What we do is turn fans into retailers. It’s this whole crowd sourcing concept, giving tools and resources to enthusiasts to allow them to become part of the entertainment business, to go semi-pro, if you will.

So for that to occur you need two things: One, a platform, which in this case is a virtual record store. [...] The second thing is marketing resources. We need to give enthusiasts the tools of a professional [...]

So with those tools, how do store owners go about getting customers?
The same way that you already recommend music: you tell your friends about the music you’re into. The difference is you’re not telling them to check it out at another digital music service, you’re telling them to check it out at your own store.

They set it up with three different packages, depending on how serious people are about acting as music retailers. The less-serious models earn credit on all their sales which they can use toward purchasing music in their own stores. The more-serious “moguls” can translate their credits into cash. Minimum earning are apparently a whopping five cents a sale. I’m not sure I’d call this a next-generation snakeoil ponzi scheme, as the Digital Music Weblog has, but it seems like you’d have to move an awful lot of tunes to make it worthwhile.

More interesting than this instantiation of it, is the notion that fans are not just the record store customer, the fan is the record store. It used to be that working at the record store meant you were intrinsically cool (except, perhaps for my own employment at such an establishment for several years and all those bozos who worked at the corporate-owned other record store in town). In the near future will it be running your own online record store that makes you Really Cool? And how will people know you’re the cool kid from the record store when you’re out at the rock shows?

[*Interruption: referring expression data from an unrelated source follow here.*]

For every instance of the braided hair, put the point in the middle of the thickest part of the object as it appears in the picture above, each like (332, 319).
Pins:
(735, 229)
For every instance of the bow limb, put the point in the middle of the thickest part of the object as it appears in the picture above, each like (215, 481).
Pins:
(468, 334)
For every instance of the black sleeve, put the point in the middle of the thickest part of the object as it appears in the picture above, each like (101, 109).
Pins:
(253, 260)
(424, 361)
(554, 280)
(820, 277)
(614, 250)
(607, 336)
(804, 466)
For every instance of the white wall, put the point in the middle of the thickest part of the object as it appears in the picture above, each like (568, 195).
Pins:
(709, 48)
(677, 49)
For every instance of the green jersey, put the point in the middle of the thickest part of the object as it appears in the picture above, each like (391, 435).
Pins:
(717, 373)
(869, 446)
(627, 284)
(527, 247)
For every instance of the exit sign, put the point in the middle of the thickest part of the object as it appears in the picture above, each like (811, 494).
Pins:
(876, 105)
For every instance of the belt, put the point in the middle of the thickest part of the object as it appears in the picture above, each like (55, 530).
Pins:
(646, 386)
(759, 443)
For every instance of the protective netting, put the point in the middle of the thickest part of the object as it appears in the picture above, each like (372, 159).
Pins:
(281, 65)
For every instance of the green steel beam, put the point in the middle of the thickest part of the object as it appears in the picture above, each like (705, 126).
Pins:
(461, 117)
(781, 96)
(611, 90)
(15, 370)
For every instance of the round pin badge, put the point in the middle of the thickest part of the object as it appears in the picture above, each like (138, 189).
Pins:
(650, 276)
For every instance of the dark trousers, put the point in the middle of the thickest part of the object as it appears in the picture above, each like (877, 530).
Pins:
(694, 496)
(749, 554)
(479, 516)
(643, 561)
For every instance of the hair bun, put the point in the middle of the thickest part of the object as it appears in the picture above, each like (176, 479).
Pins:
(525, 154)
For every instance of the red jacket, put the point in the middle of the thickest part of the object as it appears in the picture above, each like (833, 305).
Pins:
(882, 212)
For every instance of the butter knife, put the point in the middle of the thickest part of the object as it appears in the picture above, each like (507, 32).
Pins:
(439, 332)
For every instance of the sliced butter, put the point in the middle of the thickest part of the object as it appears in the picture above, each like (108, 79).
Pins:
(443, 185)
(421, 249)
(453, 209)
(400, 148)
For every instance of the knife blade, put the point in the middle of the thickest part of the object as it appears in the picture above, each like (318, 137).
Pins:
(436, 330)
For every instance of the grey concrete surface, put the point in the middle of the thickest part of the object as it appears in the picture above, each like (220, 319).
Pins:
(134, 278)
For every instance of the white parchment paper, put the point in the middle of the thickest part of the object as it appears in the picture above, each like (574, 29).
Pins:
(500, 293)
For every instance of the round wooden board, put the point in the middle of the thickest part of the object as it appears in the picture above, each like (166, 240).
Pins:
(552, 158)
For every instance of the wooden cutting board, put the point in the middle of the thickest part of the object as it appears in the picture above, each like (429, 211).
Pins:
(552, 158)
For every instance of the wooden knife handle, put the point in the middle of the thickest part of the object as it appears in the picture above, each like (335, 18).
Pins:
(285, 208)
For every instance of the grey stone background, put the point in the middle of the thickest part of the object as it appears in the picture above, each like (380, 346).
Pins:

My peeve: just because people connect with each other doesn’t make it a “community.” As my friend Marc Smith says, community is a great term for marketing but a lousy term for thinking. Oh yeah, all the flash on their site is a turnoff too.

But peeves aside, the real question is where the line is to be drawn between Digital Music Weblog’s critique that they (or any other fan as retailer sites) are selling snakeoil through ponzi schemes and a more generous interpretation that they are empowering fans while benefiting musicians. How much money do fans and musicians have to make per sale to make it synergy rather than exploitation? It’s not an inherently bad idea to have fans selling the artists they love, in fact I’d argue it’s an inherently appealing idea. So the issue is what it takes to do it right.